I guess we can agree that the most rational response would be to enter a state of aporia until sufficient evidence is at hand.
Not really; consider how much effort is worth investigating the question of whether Barack Obama is actually secretly Transgender, in different scenarios:
You just thought about it, but don’t have any special reason to privilege that hypothesis
Someone mentioned the idea a a thought experiment on LessWrong.com, but doesn’t seem to think it’s even remotely likely
Someone on the internet seems to honestly believe it (but may be a troll or time cube guy-level crazy)
A vocal group on the internet seems to believe it
Several people you know in real-life seem to believe it
If you think that even in the first case you should investigate, then you’re going to spend your life running over every hypothesis that catches your fancy, regardless of how likely or useful it is. If you believe that in some cases it deserves a bit of investigation, but not others, you’re going to need a few extra rules of thumbs, even before looking as the evidence.
Couldn’t the problem be solved by dividing my convictions into two groups:
Those that I need in order to survive and prosper in my life.
Those that I don’t need in order to survive and prosper in my life.
Then I could go into aporia for all those who belong to group 2, while allowing more gut feeling for those in group 1.
The Charlie Hebdo question doesn’t affect my life quality, so I for that case I could afford the epistemological “luxury” of aporia.
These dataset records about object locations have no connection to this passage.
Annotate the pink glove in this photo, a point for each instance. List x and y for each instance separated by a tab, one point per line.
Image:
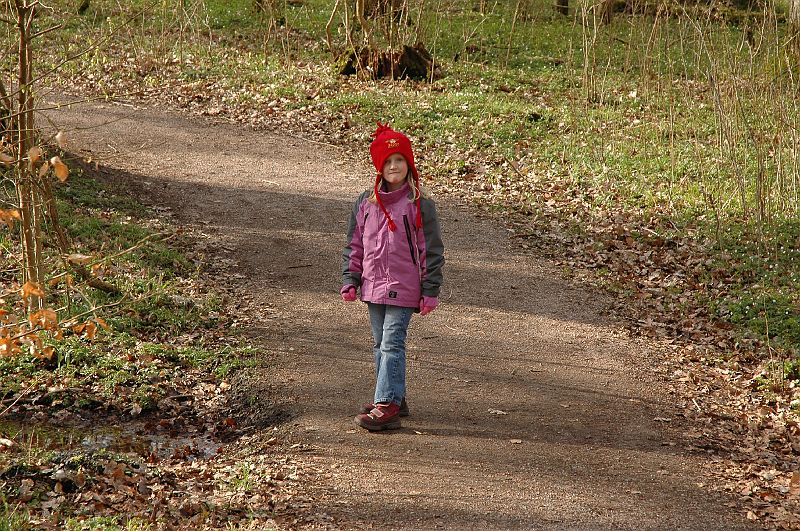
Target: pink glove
348	293
427	304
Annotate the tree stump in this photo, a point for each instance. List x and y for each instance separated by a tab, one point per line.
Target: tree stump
412	62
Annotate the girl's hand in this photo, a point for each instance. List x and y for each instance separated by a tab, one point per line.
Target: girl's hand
348	293
428	304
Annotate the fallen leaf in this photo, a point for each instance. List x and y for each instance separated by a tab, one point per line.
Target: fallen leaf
34	154
61	170
30	289
79	259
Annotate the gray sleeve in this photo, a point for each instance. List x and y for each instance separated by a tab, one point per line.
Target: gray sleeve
353	253
434	249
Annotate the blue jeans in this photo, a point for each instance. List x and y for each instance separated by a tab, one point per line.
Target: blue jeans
389	330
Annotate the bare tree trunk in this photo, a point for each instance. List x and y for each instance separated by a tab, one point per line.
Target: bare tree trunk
27	191
606	8
794	23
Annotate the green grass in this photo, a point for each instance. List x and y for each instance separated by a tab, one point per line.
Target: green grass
157	322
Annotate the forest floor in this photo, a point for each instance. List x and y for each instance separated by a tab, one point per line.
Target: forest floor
531	407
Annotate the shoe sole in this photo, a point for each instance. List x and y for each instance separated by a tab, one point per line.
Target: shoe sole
391	425
402	413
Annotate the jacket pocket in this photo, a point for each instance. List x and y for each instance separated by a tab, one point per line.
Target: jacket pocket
408	238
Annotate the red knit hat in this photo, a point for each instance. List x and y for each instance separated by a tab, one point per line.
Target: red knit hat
388	142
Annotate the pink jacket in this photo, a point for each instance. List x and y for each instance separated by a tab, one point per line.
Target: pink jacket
393	267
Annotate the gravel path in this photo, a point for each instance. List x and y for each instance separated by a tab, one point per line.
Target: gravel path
528	409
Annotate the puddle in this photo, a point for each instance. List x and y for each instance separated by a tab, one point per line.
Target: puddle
132	440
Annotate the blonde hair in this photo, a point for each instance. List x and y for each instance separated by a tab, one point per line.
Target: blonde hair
418	191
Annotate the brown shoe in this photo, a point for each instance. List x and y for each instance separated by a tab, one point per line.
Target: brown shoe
366	408
382	417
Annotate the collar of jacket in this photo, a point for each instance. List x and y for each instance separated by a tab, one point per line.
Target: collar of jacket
389	198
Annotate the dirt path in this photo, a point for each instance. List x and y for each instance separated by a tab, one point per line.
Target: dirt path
577	444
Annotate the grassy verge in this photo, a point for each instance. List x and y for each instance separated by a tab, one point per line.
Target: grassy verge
87	435
160	324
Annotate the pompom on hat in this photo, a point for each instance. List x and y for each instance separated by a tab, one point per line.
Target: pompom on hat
387	142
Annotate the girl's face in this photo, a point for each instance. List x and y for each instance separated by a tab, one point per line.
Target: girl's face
395	171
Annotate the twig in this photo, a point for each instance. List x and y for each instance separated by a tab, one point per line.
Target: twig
33	384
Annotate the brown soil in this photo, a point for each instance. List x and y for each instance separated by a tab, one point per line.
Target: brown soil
529	409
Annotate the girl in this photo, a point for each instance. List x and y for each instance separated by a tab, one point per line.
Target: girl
394	253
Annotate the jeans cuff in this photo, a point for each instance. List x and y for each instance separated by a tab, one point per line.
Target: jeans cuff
386	400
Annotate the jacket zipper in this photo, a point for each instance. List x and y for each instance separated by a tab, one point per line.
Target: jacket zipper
408	236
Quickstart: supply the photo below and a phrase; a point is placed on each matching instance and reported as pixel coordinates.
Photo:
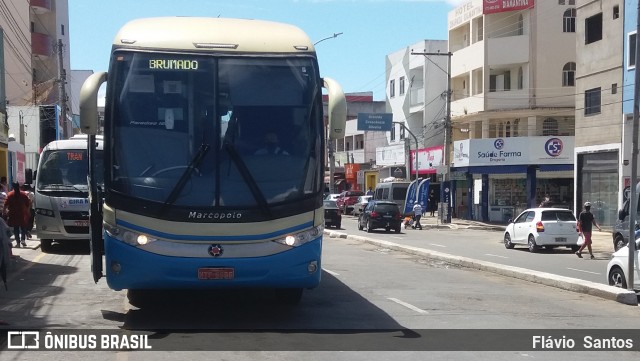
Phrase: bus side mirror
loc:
(28, 176)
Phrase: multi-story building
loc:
(354, 154)
(417, 99)
(599, 119)
(36, 59)
(513, 106)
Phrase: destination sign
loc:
(173, 64)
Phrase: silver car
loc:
(543, 227)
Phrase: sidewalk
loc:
(602, 241)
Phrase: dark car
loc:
(332, 216)
(347, 200)
(380, 214)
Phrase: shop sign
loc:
(501, 6)
(428, 160)
(517, 151)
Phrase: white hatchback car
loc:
(543, 227)
(619, 265)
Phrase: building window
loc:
(593, 29)
(592, 101)
(550, 127)
(569, 21)
(569, 74)
(631, 51)
(520, 79)
(520, 25)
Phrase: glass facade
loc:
(598, 179)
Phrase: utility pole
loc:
(62, 81)
(445, 188)
(633, 202)
(417, 147)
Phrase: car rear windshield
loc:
(558, 216)
(384, 208)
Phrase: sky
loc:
(371, 29)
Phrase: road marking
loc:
(579, 270)
(334, 274)
(408, 305)
(494, 255)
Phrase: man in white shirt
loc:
(417, 214)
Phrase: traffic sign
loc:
(380, 122)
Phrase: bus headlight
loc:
(300, 238)
(129, 237)
(44, 212)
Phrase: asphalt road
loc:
(487, 245)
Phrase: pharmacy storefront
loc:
(507, 175)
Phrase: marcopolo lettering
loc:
(215, 215)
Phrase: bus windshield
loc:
(205, 131)
(66, 169)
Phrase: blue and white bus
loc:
(193, 196)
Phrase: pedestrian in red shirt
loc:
(17, 209)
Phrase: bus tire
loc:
(45, 244)
(288, 296)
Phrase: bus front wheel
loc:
(45, 244)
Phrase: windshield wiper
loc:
(195, 163)
(61, 187)
(246, 175)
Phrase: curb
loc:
(566, 283)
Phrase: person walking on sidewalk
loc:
(586, 221)
(17, 207)
(417, 214)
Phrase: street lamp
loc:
(417, 146)
(447, 129)
(332, 166)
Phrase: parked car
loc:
(331, 196)
(619, 265)
(548, 227)
(347, 200)
(380, 214)
(332, 216)
(360, 204)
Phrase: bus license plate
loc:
(215, 273)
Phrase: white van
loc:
(61, 192)
(392, 191)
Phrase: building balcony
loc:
(40, 6)
(41, 44)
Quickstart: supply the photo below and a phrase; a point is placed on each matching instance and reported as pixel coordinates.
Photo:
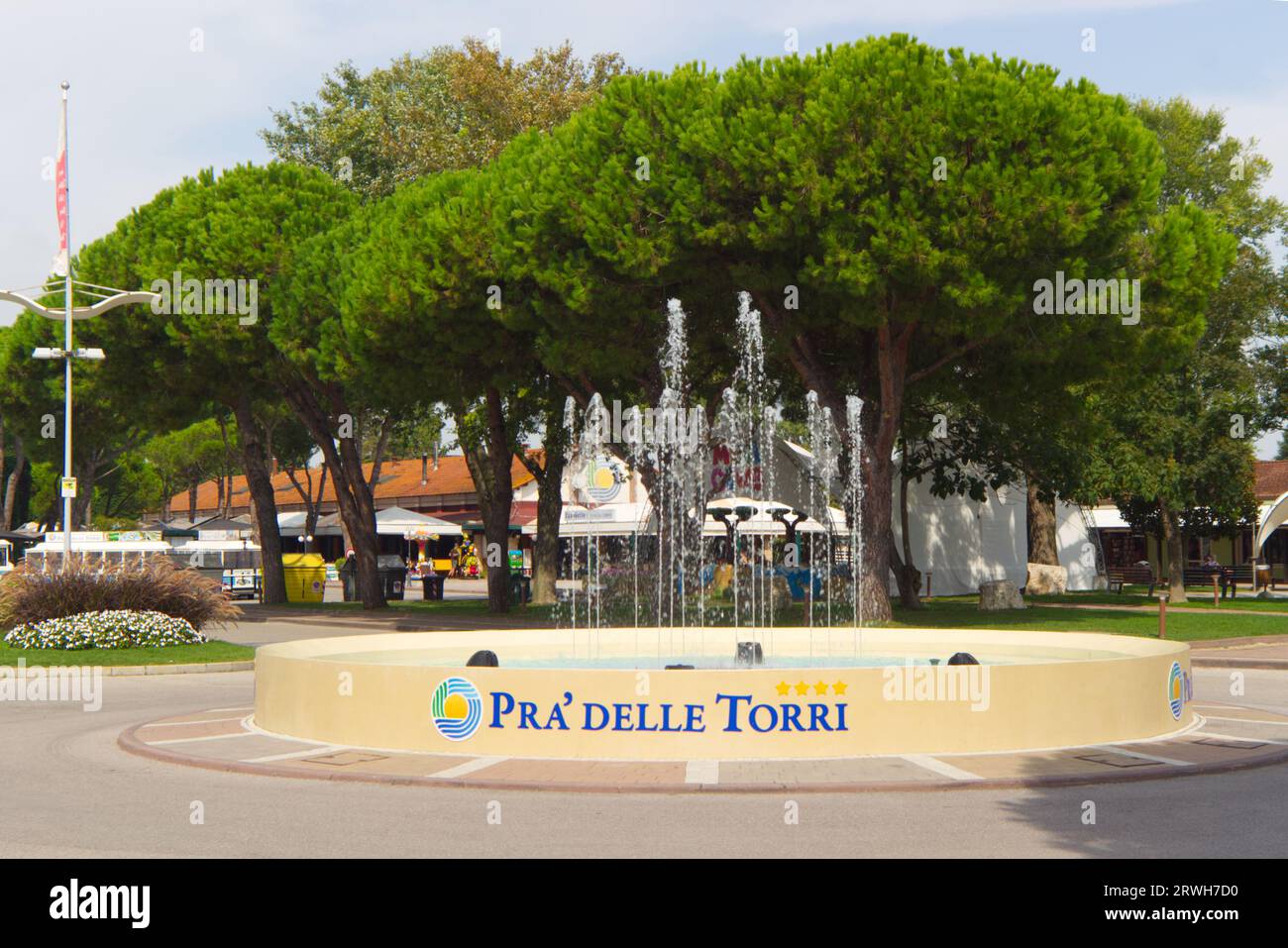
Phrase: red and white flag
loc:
(60, 192)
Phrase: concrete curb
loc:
(192, 669)
(129, 742)
(1199, 661)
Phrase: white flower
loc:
(107, 629)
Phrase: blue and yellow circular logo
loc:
(456, 708)
(603, 479)
(1176, 690)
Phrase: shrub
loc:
(29, 596)
(112, 629)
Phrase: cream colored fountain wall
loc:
(1119, 689)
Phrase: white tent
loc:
(402, 522)
(291, 524)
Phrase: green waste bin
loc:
(520, 588)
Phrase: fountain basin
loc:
(820, 693)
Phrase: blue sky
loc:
(149, 108)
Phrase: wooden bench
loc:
(1129, 576)
(1240, 576)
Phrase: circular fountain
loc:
(820, 693)
(699, 672)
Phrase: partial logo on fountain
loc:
(456, 708)
(601, 479)
(1180, 689)
(964, 683)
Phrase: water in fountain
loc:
(661, 576)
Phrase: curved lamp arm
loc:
(120, 299)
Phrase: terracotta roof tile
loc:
(398, 478)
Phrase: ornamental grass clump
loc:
(29, 596)
(110, 629)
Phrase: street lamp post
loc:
(107, 300)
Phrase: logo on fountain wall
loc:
(456, 708)
(601, 479)
(1180, 689)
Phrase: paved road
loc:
(69, 791)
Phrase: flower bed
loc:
(107, 629)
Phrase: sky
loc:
(162, 88)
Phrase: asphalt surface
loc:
(69, 791)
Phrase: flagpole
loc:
(67, 348)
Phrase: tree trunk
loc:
(352, 492)
(545, 553)
(1175, 541)
(263, 501)
(11, 491)
(1043, 546)
(906, 574)
(489, 469)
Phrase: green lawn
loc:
(1196, 599)
(964, 613)
(170, 655)
(442, 607)
(1254, 617)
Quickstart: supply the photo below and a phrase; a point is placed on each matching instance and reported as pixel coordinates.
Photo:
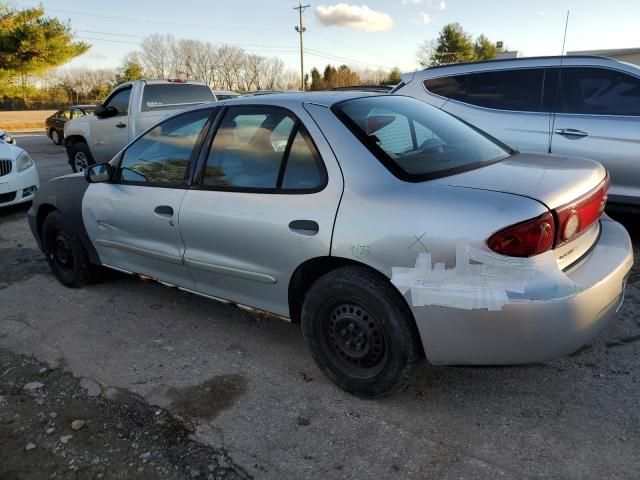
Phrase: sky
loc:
(373, 34)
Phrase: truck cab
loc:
(128, 110)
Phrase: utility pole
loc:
(300, 29)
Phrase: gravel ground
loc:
(244, 389)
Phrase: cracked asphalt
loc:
(242, 391)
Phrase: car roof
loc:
(524, 62)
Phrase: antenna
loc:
(566, 26)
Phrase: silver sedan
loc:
(388, 228)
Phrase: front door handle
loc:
(570, 132)
(304, 227)
(164, 211)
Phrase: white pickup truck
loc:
(129, 110)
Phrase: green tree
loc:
(484, 49)
(393, 78)
(130, 71)
(454, 45)
(31, 43)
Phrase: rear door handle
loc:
(164, 211)
(304, 227)
(570, 132)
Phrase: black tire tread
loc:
(375, 283)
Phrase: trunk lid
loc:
(566, 186)
(553, 181)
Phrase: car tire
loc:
(67, 257)
(360, 332)
(56, 137)
(79, 156)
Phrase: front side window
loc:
(162, 155)
(120, 101)
(262, 148)
(598, 91)
(162, 96)
(518, 90)
(416, 141)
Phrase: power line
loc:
(300, 29)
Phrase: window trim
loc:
(195, 152)
(556, 102)
(198, 177)
(466, 86)
(395, 169)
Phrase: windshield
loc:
(416, 141)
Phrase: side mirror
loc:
(99, 173)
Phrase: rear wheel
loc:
(360, 332)
(80, 157)
(56, 136)
(67, 257)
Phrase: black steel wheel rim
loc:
(62, 251)
(354, 340)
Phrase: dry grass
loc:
(24, 120)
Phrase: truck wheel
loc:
(360, 332)
(67, 257)
(79, 156)
(56, 136)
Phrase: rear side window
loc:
(416, 141)
(598, 91)
(163, 96)
(120, 101)
(519, 90)
(454, 87)
(515, 90)
(263, 149)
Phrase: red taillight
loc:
(551, 230)
(525, 239)
(576, 217)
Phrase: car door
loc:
(507, 104)
(134, 221)
(265, 202)
(110, 134)
(598, 117)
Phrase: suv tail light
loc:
(554, 228)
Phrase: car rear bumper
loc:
(528, 330)
(12, 187)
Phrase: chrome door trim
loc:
(165, 257)
(231, 271)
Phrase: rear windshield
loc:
(171, 95)
(416, 141)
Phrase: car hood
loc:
(552, 180)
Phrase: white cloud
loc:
(359, 17)
(425, 17)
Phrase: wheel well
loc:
(72, 140)
(310, 271)
(43, 211)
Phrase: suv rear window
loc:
(163, 96)
(416, 141)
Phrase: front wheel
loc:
(80, 157)
(360, 332)
(67, 257)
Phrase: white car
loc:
(19, 179)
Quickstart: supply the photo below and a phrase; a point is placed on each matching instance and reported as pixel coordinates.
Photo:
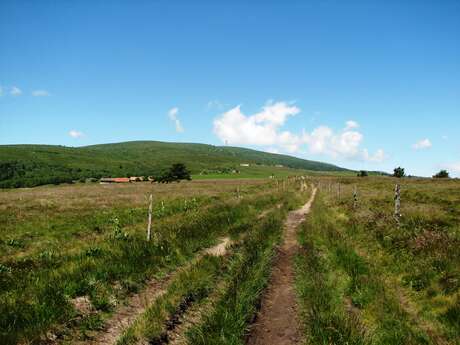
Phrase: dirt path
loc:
(137, 304)
(277, 322)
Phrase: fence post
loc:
(397, 203)
(149, 226)
(355, 197)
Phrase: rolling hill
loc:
(32, 165)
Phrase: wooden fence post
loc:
(355, 197)
(397, 203)
(149, 226)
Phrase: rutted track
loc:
(277, 322)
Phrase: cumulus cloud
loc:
(15, 91)
(76, 134)
(454, 167)
(40, 93)
(172, 113)
(265, 129)
(260, 129)
(214, 104)
(422, 144)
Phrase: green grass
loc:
(392, 284)
(247, 277)
(32, 165)
(104, 255)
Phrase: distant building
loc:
(105, 180)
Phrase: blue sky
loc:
(362, 84)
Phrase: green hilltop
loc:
(32, 165)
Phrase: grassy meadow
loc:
(362, 278)
(62, 243)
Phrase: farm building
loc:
(105, 180)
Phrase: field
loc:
(76, 267)
(364, 279)
(34, 165)
(85, 244)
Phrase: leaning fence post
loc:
(355, 197)
(149, 226)
(397, 203)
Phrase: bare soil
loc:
(277, 322)
(138, 303)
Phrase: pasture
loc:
(76, 267)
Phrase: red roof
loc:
(121, 179)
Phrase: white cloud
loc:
(214, 104)
(76, 134)
(15, 91)
(422, 144)
(173, 116)
(264, 129)
(351, 125)
(260, 129)
(40, 93)
(454, 167)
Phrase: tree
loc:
(177, 172)
(442, 174)
(399, 172)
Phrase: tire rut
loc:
(277, 322)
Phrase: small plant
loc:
(5, 269)
(442, 174)
(93, 252)
(117, 233)
(14, 243)
(47, 255)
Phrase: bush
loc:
(399, 172)
(442, 174)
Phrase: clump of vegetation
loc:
(441, 174)
(386, 282)
(70, 251)
(399, 172)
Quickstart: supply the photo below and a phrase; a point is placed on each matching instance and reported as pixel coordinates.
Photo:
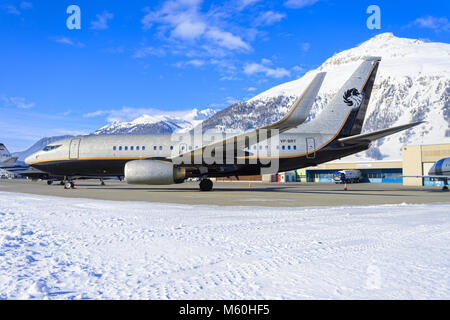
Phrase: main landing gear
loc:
(206, 185)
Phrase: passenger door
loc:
(310, 148)
(74, 149)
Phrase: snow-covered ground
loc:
(61, 248)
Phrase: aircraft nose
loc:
(432, 170)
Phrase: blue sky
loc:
(135, 57)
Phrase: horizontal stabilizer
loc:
(372, 136)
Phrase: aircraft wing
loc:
(8, 163)
(296, 116)
(372, 136)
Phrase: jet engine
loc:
(153, 172)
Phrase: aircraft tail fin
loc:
(301, 108)
(345, 114)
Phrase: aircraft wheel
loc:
(206, 185)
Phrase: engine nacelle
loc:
(153, 172)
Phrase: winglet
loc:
(301, 108)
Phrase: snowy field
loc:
(62, 248)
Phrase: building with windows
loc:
(416, 161)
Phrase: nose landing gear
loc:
(68, 184)
(206, 185)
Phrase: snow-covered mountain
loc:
(413, 83)
(159, 124)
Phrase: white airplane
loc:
(439, 171)
(166, 159)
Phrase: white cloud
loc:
(255, 68)
(102, 21)
(189, 30)
(305, 46)
(26, 5)
(147, 51)
(269, 17)
(435, 23)
(242, 4)
(18, 102)
(11, 9)
(182, 20)
(226, 39)
(298, 4)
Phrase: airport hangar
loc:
(416, 161)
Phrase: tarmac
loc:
(239, 193)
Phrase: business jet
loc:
(13, 165)
(170, 159)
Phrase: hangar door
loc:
(74, 149)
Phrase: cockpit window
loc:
(48, 148)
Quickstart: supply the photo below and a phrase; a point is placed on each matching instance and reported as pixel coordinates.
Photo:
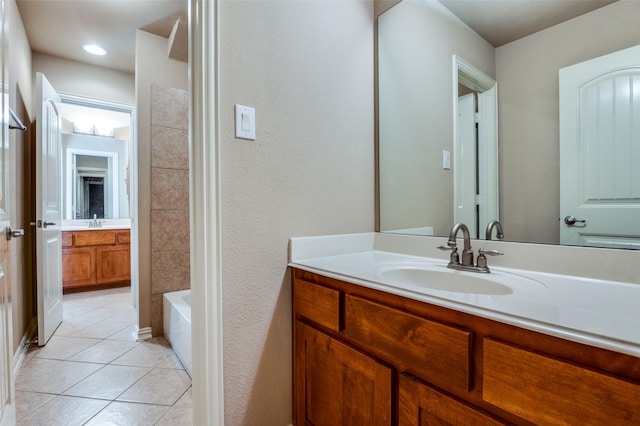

The Charlie Hebdo question doesn’t affect my life quality
I would disagree with that. If you meet someone and they tell you about a bunch of conspiracy theories they believe, your estimate of their relative sanity will be dependant on how plausible you think those theories are, and that may impact your life. So, if the vast majority of conspiracy theories are false, but you believe that many have a chance and it’s impossible to know, you will accept people as normal who are deluded. (I’m not saying that they deserve anything in particular because they’re wrong, but it seems better for you to know rather than not.)
This also allows you to dismiss certain opinions that do matter to you (USE WITH CAUTION!) when the holders also hold many other theries that don’t matter. Disclaimer: this refers to theories that you only hear from conspiracy theorists, and can’t find “normal” people who believe them. Just because a conspiracy theorist believes something does not make it false. But there are some things that I hear and say “well, all the major advocates also think 9/11 was an inside job/insert conspiracy theory here, so I can safely ignore that”, even though the conspiracy theories in question may not be relevant to me. I try to find at least one “clean” advocate for something before taking it seriously as an idea.
tl;dr “The Charlie Hebdo question” and the class of similar ones are relevant to assessing others’ rationality.
Not really; consider how much effort is worth investigating the question of whether Barack Obama is actually secretly Transgender, in different scenarios:
You just thought about it, but don’t have any special reason to privilege that hypothesis
Someone mentioned the idea a a thought experiment on LessWrong.com, but doesn’t seem to think it’s even remotely likely
Someone on the internet seems to honestly believe it (but may be a troll or time cube guy-level crazy)
A vocal group on the internet seems to believe it
Several people you know in real-life seem to believe it
If you think that even in the first case you should investigate, then you’re going to spend your life running over every hypothesis that catches your fancy, regardless of how likely or useful it is. If you believe that in some cases it deserves a bit of investigation, but not others, you’re going to need a few extra rules of thumbs, even before looking as the evidence.
I definitely see your point.
Couldn’t the problem be solved by dividing my convictions into two groups:
Those that I need in order to survive and prosper in my life.
Those that I don’t need in order to survive and prosper in my life.
Then I could go into aporia for all those who belong to group 2, while allowing more gut feeling for those in group 1. The Charlie Hebdo question doesn’t affect my life quality, so I for that case I could afford the epistemological “luxury” of aporia.
I would disagree with that. If you meet someone and they tell you about a bunch of conspiracy theories they believe, your estimate of their relative sanity will be dependant on how plausible you think those theories are, and that may impact your life. So, if the vast majority of conspiracy theories are false, but you believe that many have a chance and it’s impossible to know, you will accept people as normal who are deluded. (I’m not saying that they deserve anything in particular because they’re wrong, but it seems better for you to know rather than not.)
This also allows you to dismiss certain opinions that do matter to you (USE WITH CAUTION!) when the holders also hold many other theries that don’t matter. Disclaimer: this refers to theories that you only hear from conspiracy theorists, and can’t find “normal” people who believe them. Just because a conspiracy theorist believes something does not make it false. But there are some things that I hear and say “well, all the major advocates also think 9/11 was an inside job/insert conspiracy theory here, so I can safely ignore that”, even though the conspiracy theories in question may not be relevant to me. I try to find at least one “clean” advocate for something before taking it seriously as an idea.
tl;dr “The Charlie Hebdo question” and the class of similar ones are relevant to assessing others’ rationality.